Par ailleurs, la régulation métacognitive se fonde sur trois opérations mentales assez accessibles en classe à savoir : l’anticipation (prévoir un plan d’action), le contrôle (vérifier que les actions en cours mènent au résultat anticipé) et l’ajustement (revoir ses démarches en fonction du résultat du contrôle). Cette régulation réfléchie se révèle très proche des activités proposées dans le cadre scolaire et plusieurs autres recherches. Cependant, ce qui permet une conduite réfléchie des démarches ce sont les situations suffisamment riches, ouvertes et complexes que l’enseignant propose aux élèves. Le second élément déterminant apporte une canalisation précise des séances d’activités pédagogiques du passé ; ceci par leur comparaison, et leur reformulation afin d’en extirper des outils d’aides à la régulation réfléchie pour un réinvestissement dans de nouvelles activités.
Le développement ou l’amélioration de la métacognition dans l’activité pédagogique se coordonne par trois accès suivant une démarche intellectuelle plus réfléchie dont, le premier correspond aux situations de réglages actifs, le second accès à la régulation métacognitive afin de faciliter l’intersubjectivité à propos d’un problème à résoudre. Quant au troisième, il permet la conduite ou l’insertion de l’élève à l’usage de diverses modalités de symbolisations de son activité.
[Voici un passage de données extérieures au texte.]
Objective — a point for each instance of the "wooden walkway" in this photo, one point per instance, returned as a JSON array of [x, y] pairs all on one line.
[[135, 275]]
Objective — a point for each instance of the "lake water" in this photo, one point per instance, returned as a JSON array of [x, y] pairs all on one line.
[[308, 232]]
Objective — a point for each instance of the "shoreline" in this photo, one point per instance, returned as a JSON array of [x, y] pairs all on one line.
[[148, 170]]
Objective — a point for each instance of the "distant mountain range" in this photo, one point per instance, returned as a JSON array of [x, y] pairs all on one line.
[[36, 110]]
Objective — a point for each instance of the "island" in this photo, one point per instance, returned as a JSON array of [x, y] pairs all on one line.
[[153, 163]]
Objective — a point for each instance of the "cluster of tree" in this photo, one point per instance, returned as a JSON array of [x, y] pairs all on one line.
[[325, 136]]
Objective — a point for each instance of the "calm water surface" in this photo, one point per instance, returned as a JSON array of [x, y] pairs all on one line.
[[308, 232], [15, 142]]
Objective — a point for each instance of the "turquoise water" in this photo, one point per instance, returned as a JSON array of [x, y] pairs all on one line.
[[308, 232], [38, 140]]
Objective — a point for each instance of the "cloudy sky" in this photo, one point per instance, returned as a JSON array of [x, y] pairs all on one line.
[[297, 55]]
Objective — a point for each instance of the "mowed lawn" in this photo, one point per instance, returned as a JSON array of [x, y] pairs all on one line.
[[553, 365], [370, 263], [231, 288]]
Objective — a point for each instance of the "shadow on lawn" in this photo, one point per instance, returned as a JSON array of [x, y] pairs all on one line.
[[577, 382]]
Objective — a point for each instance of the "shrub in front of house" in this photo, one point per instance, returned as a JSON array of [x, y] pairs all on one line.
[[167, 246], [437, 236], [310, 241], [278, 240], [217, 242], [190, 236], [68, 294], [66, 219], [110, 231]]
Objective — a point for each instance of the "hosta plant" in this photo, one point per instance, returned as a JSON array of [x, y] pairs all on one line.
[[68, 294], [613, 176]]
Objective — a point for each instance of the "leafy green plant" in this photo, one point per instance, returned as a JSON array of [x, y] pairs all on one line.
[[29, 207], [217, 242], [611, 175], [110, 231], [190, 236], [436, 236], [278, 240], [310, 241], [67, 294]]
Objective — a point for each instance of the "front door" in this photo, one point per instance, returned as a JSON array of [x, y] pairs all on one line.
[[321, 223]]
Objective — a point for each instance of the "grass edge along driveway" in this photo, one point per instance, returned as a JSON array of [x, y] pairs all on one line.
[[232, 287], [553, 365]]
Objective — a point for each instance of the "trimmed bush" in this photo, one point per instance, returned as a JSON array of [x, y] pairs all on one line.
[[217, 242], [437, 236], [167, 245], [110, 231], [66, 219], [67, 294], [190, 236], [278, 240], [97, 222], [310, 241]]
Notons au total que c’est au terme de ces processus que l’on peut distinguer un élève dont la métacognition n’est pas améliorée de celui qui en a amélioré la sienne par un ensemble d’efforts conjugués par l’enseignant. Grâce à l’instauration des groupes de besoins, motivés par un stimulus approprié ou par l’organisation des régulations métacognitives. Cette régulation métacognitive bien améliorée favorise le transfert des connaissances, des démarches et l’autonomisation dans l’activité pédagogique.